Publication

  • After the Crash: Architecture in Post-Bubble Japan
    Thomas Charles Daniell
    Author
    Hitoshi Abe and Ari Seligmann
    Contributors
    Princeton Architectural Press, 2008
  • GRANTEE
    Thomas Daniell
    GRANT YEAR
    2008

After the Crash: Architecture in Post-Bubble Japan is a collection of essays on contemporary Japanese architecture, focusing on the period from the end of the "bubble" economy in the early 1990s through to 2008. The author is a practicing architect who has lived in Japan since 1992. The foreword is by renowned architect Hitoshi Abe, currently chair of the Department of Architecture and Urban Design at UCLA. The afterword is by Ari Seligmann, an American academic and researcher on Japanese architecture, currently a lecturer at Monash University in Melbourne. Through a selection of exemplary projects and critiques of the work of individual architects, the book traces new relationships between architecture and society in Japan from the immediate post-bubble transitional period into the more sober economic and cultural environment of today.
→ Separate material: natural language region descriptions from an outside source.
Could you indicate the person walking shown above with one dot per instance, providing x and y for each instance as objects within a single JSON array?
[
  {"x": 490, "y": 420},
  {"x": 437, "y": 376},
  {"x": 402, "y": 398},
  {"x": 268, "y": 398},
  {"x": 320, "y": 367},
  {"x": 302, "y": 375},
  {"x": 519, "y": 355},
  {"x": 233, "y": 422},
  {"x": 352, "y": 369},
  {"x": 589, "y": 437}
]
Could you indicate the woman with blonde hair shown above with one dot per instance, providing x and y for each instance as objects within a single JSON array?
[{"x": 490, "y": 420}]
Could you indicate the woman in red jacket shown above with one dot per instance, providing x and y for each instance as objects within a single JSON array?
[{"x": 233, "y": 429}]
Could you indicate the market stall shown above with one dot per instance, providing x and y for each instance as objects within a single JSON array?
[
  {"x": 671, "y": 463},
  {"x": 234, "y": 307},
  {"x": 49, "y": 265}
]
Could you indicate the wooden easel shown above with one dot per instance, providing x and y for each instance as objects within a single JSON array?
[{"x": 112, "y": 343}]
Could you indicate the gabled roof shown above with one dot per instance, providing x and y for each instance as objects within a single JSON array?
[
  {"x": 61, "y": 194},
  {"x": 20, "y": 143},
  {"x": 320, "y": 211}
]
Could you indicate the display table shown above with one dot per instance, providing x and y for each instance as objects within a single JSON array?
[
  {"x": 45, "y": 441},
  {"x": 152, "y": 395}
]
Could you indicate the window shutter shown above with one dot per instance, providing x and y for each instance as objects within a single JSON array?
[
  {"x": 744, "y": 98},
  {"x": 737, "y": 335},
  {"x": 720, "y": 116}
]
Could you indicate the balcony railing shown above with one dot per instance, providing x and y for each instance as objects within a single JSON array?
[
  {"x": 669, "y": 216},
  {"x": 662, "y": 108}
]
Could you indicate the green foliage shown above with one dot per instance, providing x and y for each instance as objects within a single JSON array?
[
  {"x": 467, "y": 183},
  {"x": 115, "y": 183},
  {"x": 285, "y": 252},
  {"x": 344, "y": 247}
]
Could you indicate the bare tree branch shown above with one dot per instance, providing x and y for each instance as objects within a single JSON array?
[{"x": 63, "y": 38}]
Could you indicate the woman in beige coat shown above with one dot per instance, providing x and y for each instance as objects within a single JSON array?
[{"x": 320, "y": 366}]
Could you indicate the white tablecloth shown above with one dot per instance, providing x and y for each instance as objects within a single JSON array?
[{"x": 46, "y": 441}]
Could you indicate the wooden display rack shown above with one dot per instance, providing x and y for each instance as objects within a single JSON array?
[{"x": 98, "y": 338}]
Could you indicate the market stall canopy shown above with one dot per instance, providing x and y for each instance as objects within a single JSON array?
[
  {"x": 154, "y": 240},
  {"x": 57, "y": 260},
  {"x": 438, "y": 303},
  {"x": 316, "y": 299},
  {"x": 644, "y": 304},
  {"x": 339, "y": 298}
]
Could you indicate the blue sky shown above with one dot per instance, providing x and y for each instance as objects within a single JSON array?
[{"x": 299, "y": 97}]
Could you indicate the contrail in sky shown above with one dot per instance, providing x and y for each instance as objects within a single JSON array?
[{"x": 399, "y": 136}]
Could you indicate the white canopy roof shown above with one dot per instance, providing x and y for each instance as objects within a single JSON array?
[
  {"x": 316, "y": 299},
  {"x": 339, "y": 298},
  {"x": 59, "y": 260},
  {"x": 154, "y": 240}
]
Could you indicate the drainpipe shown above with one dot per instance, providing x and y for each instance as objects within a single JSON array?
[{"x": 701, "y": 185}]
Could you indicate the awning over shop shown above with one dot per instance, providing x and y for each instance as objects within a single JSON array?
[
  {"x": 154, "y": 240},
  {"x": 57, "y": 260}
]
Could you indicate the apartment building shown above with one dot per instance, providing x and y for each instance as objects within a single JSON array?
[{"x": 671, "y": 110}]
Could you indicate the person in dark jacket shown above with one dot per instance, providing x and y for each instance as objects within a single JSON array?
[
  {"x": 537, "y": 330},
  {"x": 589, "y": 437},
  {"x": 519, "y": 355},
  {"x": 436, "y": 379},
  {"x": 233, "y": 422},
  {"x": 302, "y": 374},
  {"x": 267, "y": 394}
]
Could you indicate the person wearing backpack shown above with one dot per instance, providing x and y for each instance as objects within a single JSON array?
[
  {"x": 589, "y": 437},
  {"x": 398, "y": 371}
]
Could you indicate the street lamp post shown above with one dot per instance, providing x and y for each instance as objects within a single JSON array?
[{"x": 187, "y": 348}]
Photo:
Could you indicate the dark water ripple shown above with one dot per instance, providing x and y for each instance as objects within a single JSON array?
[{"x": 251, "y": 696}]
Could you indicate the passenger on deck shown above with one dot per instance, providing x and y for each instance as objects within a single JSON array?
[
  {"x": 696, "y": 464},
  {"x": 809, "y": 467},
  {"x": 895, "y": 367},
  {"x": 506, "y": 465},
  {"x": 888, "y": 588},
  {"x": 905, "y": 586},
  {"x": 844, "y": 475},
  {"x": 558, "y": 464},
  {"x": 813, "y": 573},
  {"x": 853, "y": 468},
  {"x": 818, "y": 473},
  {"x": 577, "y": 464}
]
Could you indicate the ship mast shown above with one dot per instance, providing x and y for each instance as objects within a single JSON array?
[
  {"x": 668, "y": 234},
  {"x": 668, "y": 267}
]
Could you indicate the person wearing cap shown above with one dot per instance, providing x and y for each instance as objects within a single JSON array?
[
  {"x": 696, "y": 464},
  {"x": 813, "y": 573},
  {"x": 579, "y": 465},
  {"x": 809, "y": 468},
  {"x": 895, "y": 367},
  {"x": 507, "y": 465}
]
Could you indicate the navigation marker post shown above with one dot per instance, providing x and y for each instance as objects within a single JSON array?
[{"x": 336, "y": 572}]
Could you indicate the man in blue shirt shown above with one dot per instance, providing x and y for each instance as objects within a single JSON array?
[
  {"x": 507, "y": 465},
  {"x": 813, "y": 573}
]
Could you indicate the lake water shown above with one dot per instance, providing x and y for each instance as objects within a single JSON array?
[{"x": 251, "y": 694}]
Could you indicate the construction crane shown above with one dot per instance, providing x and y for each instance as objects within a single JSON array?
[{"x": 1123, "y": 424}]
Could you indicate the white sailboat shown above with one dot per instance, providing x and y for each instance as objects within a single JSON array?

Thomas Daniell is a practicing architect and academic living in Kyoto, Japan. He holds a Bachelor of Architecture from Victoria University Wellington, a Master of Engineering (architecture) from Kyoto University, and a Doctor of Philosophy from RMIT University. He is currently an associate professor at Kyoto Seika University, a visiting fellow at the RMIT Spatial Information Architecture Lab, and director of Thomas Daniell Studio. His design work has been published and exhibited internationally, and in 2007 Wallpaper* magazine selected him as being among "101 of the world’s most exciting new architects." Widely published, he is a contributing editor for the architecture journals Mark and Volume, and was previously on the editorial board of the Architectural Institute of Japan Journal. He is author of FOBA: Buildings (Princeton Architectural Press, 2005), After the Crash: Architecture in Post-Bubble Japan (Princeton Architectural Press, 2008), and Houses and Gardens of Kyoto (Tuttle, 2010).